Opera • Prosegue al Teatro Massimo la rappresentazione della Tetralogia con la direzione musicale di Pietari Inkinen e la regia di Graham Vick
di Monika Prusak
A distanza di un mese Graham Vick torna al Teatro Massimo con La Valchiria, prima giornata de L’anello del Nibelungo, il cui nuovo allestimento è stato prodotto a Palermo in occasione del bicentenario wagneriano. Una scenografia più elaborata di quella del precedente Prologo, ma che comunque rimane essenziale, apre la scena con il ricordo del matrimonio di Sieglinde e Hunding, nella loro casa, ove i numerosi ospiti ubriachi approfittano della sposa in presenza del neomarito. Vick inserisce quindi nel dramma una scena nuova, portando lo spettatore sin dall’inizio in una dimensione violenta che presenta una donna infelice e sottomessa. L’arrivo di Siegmund costituisce in questa atmosfera una salvezza irrinunciabile e anche quando i due si riscoprono fratelli, l’amore e l’attrazione fisica sono ormai troppo profondi per poter essere disconosciuti.
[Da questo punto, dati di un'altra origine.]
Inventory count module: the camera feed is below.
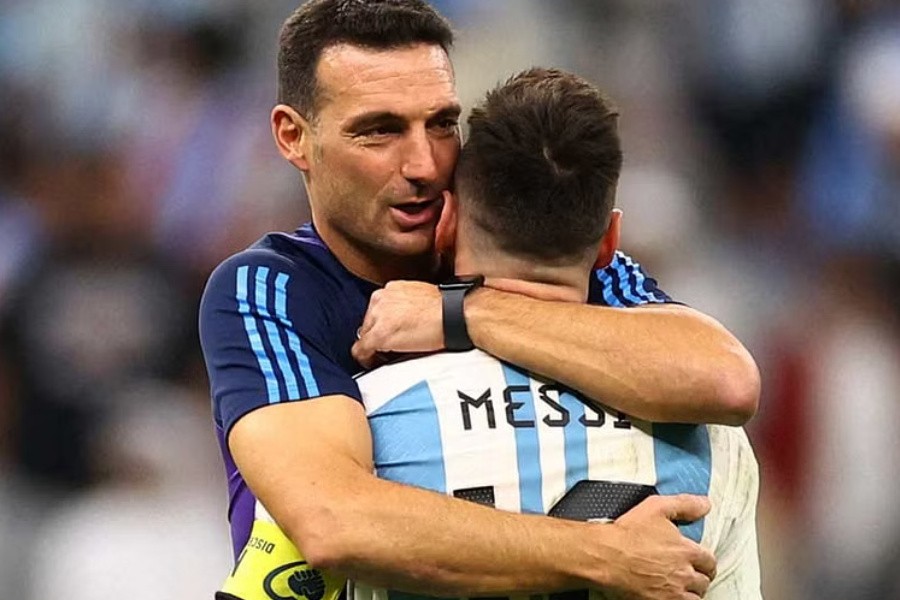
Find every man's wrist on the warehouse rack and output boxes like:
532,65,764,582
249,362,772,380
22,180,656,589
438,275,484,352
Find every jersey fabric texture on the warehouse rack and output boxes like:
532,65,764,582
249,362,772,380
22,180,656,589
351,350,761,600
200,224,671,557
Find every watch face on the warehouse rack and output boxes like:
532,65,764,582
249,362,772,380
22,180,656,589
438,275,484,290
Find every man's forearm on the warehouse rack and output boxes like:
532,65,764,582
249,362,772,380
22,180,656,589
288,478,617,596
465,289,759,425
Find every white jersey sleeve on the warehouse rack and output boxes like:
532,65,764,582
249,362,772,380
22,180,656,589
702,425,762,600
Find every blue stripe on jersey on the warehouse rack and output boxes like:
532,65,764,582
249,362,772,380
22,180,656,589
503,365,544,514
369,381,447,494
235,267,280,403
653,424,712,543
623,255,661,302
595,269,625,308
256,267,300,402
559,392,589,490
615,254,647,304
275,273,320,398
597,252,634,308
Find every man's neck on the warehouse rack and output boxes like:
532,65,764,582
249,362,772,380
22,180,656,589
318,224,437,285
455,250,590,302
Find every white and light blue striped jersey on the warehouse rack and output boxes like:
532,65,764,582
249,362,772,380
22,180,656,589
351,350,761,600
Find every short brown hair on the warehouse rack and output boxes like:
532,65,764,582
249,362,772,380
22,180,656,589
278,0,453,117
457,68,622,260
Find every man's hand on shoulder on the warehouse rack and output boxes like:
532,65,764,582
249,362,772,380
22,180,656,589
352,281,444,368
605,495,716,600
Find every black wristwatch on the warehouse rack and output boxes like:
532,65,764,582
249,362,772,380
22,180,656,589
438,275,484,352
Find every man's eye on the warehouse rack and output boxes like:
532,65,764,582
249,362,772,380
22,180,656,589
437,119,459,130
362,125,398,137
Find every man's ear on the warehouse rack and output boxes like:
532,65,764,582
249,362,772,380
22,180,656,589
594,208,622,269
271,104,312,172
434,190,459,257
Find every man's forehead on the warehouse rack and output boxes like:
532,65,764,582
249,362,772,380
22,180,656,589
317,44,458,116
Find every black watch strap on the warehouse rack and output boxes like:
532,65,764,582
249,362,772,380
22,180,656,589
441,287,475,352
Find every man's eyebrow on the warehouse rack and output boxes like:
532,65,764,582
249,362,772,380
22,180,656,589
428,104,462,123
345,110,406,131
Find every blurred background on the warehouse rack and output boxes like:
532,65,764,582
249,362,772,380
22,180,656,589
0,0,900,600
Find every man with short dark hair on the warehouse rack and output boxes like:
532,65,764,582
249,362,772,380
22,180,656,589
351,69,762,600
200,0,758,600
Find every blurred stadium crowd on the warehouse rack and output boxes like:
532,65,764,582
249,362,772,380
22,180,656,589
0,0,900,600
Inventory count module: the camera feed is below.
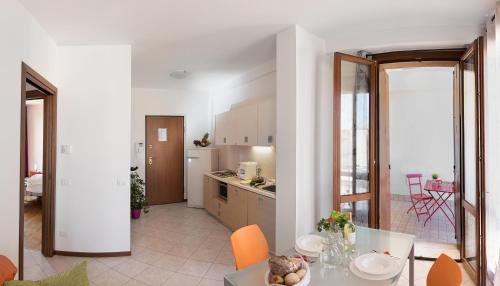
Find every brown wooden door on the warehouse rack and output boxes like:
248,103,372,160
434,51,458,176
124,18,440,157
146,116,184,205
333,53,377,227
460,38,486,285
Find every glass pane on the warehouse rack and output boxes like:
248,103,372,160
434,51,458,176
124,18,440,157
464,211,477,270
340,61,370,195
463,53,477,206
340,201,370,226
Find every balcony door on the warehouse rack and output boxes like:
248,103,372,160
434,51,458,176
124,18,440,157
333,53,377,227
460,38,486,285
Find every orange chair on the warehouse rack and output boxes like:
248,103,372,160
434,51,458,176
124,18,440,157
231,224,269,270
427,254,462,286
0,255,17,285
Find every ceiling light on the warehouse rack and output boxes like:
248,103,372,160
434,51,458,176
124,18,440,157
170,70,189,79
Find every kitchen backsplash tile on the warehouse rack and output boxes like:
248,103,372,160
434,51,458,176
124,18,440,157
218,146,276,178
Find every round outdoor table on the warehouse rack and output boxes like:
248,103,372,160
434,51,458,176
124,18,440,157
424,180,455,228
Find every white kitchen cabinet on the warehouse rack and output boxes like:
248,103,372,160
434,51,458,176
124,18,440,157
215,111,236,145
231,104,259,146
257,98,276,146
215,98,276,146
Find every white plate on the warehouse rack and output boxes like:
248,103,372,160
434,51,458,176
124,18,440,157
354,253,398,275
295,234,323,254
349,261,399,281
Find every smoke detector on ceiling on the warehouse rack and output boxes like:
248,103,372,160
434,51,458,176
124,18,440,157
170,70,189,79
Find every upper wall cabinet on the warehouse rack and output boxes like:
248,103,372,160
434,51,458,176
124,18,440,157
258,99,276,146
232,104,259,146
215,111,236,145
215,98,276,146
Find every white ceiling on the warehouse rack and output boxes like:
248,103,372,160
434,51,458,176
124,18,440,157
19,0,495,89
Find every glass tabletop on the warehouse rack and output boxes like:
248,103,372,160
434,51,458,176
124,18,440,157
224,227,415,286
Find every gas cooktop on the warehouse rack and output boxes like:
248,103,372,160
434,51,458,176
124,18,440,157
212,170,236,178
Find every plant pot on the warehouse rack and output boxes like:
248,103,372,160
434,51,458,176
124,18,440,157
130,209,141,219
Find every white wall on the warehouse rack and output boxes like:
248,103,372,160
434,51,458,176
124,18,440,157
211,60,276,116
388,67,454,195
131,88,213,181
218,146,276,179
0,0,57,264
55,46,131,252
484,3,500,276
276,26,332,252
26,99,43,171
211,60,276,178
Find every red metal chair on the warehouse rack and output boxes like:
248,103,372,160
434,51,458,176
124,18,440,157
406,173,434,221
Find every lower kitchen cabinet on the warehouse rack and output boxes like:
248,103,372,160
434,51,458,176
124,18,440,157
223,185,249,230
203,176,219,216
247,192,276,253
203,176,276,253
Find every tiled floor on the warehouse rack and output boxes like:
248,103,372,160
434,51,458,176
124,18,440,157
25,204,235,286
391,200,456,244
24,199,42,251
25,204,472,286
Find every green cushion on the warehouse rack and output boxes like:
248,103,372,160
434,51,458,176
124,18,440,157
5,261,89,286
4,280,42,286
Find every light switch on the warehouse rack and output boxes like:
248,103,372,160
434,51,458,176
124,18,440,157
61,145,73,154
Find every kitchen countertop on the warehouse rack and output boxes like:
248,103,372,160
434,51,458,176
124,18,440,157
205,172,276,199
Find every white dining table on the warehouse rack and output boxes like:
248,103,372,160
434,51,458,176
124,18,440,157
224,226,415,286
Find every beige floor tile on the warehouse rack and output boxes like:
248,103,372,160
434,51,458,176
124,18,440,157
153,254,187,271
96,256,130,267
198,278,224,286
205,264,236,280
87,259,110,279
113,259,149,277
134,266,175,286
163,273,201,286
167,245,196,258
24,265,46,280
189,247,221,262
178,260,211,277
123,279,149,286
91,269,130,286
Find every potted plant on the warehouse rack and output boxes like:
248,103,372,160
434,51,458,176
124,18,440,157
193,133,211,147
130,167,148,219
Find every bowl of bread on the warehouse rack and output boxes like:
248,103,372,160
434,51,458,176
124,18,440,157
265,256,311,286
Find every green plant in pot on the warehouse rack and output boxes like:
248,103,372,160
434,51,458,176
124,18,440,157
130,167,148,219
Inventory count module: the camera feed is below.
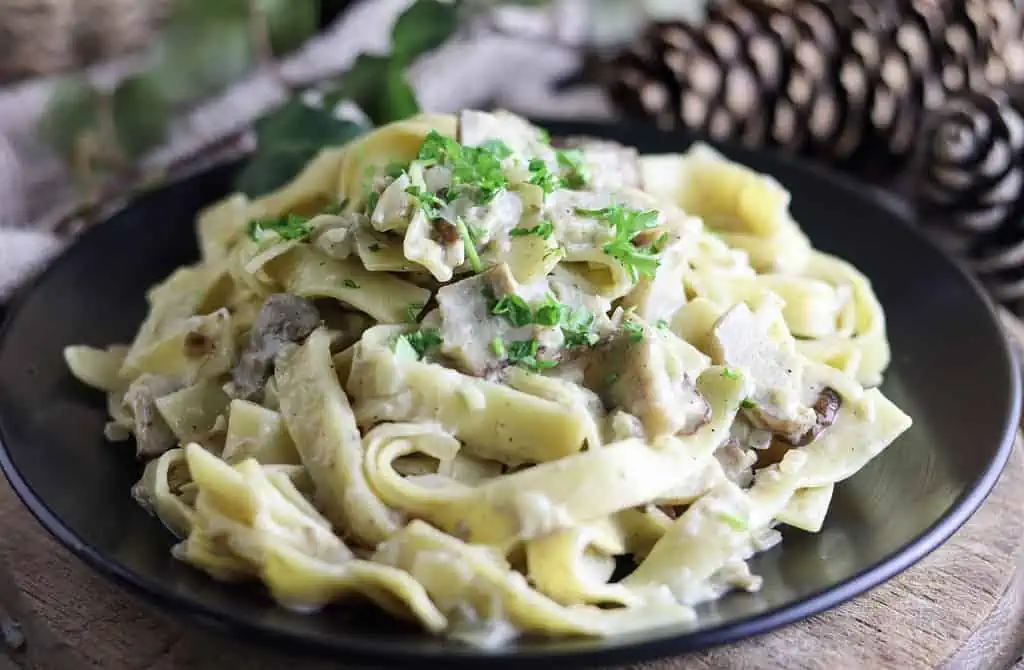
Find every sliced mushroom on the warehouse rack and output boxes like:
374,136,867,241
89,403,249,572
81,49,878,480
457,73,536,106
793,387,843,447
231,293,321,400
124,373,182,460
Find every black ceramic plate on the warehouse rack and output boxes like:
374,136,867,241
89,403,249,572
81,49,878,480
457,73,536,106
0,124,1020,666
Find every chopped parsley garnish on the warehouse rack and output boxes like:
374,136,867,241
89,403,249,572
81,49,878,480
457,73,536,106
718,512,748,531
534,293,566,326
577,205,668,284
249,214,312,242
623,321,643,342
416,130,512,205
490,337,505,359
483,286,598,347
322,198,348,215
490,295,534,328
506,340,558,371
406,186,444,219
526,158,558,194
416,130,461,166
367,191,381,214
555,149,590,189
509,221,555,240
406,302,427,324
395,328,444,360
455,218,483,273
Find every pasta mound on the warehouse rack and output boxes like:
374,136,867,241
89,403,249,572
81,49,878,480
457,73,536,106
66,111,910,644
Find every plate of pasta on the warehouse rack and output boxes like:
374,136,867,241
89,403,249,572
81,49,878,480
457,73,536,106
0,110,1020,664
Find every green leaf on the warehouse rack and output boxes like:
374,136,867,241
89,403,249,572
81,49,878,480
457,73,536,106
39,77,101,157
391,0,459,63
236,98,368,197
256,0,319,56
154,9,255,104
372,62,420,125
111,74,171,158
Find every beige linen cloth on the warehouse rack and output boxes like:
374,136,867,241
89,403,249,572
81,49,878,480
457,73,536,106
0,0,609,300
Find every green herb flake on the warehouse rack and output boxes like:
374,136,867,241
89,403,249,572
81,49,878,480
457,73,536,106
490,295,534,328
718,512,749,531
561,307,598,347
367,191,381,216
575,205,668,284
395,328,444,360
406,186,444,220
534,293,566,326
480,139,512,159
509,221,555,240
555,149,590,190
455,218,483,273
490,337,505,359
416,131,512,205
406,302,427,324
623,321,643,342
506,339,558,372
248,214,312,242
526,158,558,195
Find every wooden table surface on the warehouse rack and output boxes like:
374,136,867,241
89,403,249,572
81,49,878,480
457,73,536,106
0,318,1024,670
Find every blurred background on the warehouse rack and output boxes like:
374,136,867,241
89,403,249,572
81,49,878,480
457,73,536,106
0,0,1024,315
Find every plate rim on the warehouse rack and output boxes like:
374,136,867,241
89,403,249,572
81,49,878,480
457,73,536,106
0,119,1022,667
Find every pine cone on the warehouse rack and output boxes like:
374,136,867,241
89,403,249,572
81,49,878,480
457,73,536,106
608,0,1020,176
916,92,1024,315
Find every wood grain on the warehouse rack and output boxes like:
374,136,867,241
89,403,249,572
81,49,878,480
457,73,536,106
0,441,1024,670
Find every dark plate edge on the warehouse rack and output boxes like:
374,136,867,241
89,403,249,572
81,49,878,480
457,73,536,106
0,130,1022,667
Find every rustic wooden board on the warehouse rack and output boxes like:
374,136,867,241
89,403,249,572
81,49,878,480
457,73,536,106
0,317,1024,670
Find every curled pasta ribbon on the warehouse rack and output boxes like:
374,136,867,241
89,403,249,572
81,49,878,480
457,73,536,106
623,389,910,603
366,368,743,548
525,518,641,608
274,329,398,547
374,520,693,636
175,445,446,632
132,449,196,538
346,327,588,465
797,252,891,386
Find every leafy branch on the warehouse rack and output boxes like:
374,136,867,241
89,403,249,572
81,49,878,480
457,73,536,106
39,0,561,229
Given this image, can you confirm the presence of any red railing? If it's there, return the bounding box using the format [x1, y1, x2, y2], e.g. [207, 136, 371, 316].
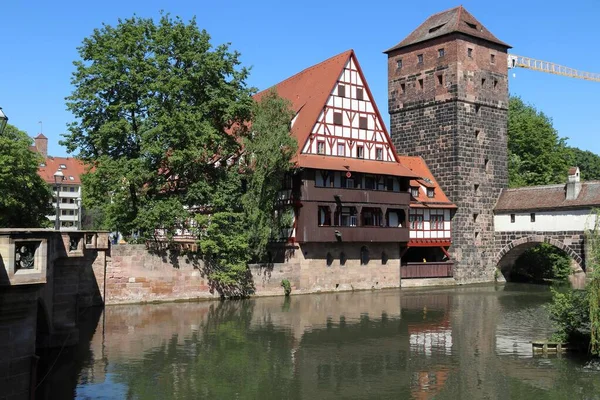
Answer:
[401, 262, 454, 279]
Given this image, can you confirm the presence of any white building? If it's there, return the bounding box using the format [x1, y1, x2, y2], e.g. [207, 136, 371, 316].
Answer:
[32, 133, 85, 230]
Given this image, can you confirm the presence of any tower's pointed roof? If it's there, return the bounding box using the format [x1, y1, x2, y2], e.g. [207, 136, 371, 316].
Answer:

Quello che colpisce da subito è il senso di fisicità che il regista impone agli atteggiamenti dei protagonisti; tale aspetto varia a cambiare della situazione, sfiorando spesso i limiti della volgarità e della violenza. Vick evidentemente difende l’amore nel momento in cui pone in diversi punti della platea alcune coppie, anche omosessuali, che si abbracciano teneramente, ma allo stesso tempo sconvolge lo spettatore, mostrando crude violenze fisiche nella scena delle Valchirie. Viene anche sorprendentemente accennato il legame fisico tra Wotan e la sua «superba figlia», Brünnhilde, alla quale il padre, dopo la sua disobbedienza, non potrà più offrire il suo «amoroso saluto». L’unica a rimanere ferma nella sua assolutezza è Fricka, moglie di Wotan, ormai anziana e ancora più disperata di quanto l’abbiamo conosciuta nel Prologo. La donna è cosciente dei numerosi tradimenti del marito, e rimane insensibile all’amore incestuoso tra Sieglinde e Siegmund, che deve essere soffocato per rispetto del temibile Hunding.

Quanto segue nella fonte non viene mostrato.